The µSiM-BBB model has evolved through a long-standing collaboration between the McGrath (Biomedical Engineering; URochester) and Engelhardt (Neuroimmunology; UBern) laboratories. These laboratories share the goal of creating human-relevant in vitro models to study the role of circulating immune cells in CNS health and disease. The collaboration launched with work of Mossu et al.1, who first used the ultrathin silicon-nitride nanomembranes in a hand-crafted pre-cursor to the µSiM device. This seminal work demonstrated image T-cell arrest, crawling, and diapedesis across human brain microvascular endothelial barriers, visualizing this transmigration with a clarity not possible on conventional membranes.

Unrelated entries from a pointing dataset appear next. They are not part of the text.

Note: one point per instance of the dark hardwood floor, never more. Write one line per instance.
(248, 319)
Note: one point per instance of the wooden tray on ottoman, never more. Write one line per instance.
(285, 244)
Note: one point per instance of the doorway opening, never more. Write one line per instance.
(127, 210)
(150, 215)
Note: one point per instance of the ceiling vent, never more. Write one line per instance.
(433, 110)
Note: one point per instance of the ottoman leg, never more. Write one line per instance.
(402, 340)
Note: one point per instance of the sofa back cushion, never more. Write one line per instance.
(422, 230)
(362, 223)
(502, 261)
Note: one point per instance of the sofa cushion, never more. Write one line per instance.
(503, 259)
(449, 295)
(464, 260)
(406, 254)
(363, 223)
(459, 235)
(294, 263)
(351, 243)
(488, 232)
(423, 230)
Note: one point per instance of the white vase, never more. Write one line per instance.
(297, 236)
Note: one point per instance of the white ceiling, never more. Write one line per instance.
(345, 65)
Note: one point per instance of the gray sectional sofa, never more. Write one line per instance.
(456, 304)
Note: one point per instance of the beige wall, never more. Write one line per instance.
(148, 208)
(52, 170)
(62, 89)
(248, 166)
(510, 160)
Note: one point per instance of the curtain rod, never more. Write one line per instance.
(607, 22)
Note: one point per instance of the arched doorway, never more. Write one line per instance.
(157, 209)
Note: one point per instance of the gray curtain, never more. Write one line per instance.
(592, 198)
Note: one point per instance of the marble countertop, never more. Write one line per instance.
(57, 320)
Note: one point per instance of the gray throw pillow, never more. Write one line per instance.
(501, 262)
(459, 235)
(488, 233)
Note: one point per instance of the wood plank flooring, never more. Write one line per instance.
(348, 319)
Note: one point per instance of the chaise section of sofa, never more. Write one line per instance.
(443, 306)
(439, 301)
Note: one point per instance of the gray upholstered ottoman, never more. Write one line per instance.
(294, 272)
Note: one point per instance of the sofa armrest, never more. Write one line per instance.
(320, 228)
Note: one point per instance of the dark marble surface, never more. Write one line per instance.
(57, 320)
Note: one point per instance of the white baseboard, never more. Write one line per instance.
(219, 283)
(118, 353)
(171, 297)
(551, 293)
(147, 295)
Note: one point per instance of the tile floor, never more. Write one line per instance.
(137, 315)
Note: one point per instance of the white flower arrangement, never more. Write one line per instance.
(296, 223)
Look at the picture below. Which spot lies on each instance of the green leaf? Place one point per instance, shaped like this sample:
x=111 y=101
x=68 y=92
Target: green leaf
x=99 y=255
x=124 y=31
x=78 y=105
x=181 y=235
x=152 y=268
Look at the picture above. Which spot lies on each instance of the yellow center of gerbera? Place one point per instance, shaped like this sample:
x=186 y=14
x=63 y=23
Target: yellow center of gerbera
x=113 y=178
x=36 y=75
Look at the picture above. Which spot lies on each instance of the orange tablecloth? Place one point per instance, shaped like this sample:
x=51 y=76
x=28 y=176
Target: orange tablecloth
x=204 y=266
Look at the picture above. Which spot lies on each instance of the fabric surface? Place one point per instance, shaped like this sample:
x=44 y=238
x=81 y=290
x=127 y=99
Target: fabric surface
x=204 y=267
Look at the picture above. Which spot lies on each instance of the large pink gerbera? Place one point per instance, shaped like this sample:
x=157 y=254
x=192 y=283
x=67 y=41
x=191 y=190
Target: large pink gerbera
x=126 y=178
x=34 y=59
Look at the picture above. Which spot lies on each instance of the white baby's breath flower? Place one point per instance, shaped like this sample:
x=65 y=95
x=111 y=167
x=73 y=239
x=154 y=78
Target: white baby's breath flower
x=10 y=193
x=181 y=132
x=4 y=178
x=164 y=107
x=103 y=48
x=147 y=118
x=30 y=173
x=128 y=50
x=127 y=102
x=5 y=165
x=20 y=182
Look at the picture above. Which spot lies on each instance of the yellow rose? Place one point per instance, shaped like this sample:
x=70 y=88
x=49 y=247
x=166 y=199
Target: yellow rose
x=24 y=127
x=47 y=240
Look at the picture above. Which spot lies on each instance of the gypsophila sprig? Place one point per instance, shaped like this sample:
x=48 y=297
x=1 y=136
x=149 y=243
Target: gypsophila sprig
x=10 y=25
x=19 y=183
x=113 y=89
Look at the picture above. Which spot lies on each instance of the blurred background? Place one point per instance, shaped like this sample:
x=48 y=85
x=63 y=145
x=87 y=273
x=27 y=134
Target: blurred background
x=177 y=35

The paper established nanomembranes as a uniquely powerful tool for mechanistic analysis of immune–BBB interactions and defined core value propositions for the µSiM: glass-like optical transparency to enable high quality live, label-free, and fluorescence imaging on a permeable substrate; excellent barrier formation; and the successful integration of microfluidics for the introduction of immune cells under flow. The Engelhardt lab has continued application of nanomembrane-based BBB models to gain mechanistic insights about T-cell diapedesis pathways and junctional biology, including the notable identification of tricellular junctions as the preferred site of leukocyte entry2,3.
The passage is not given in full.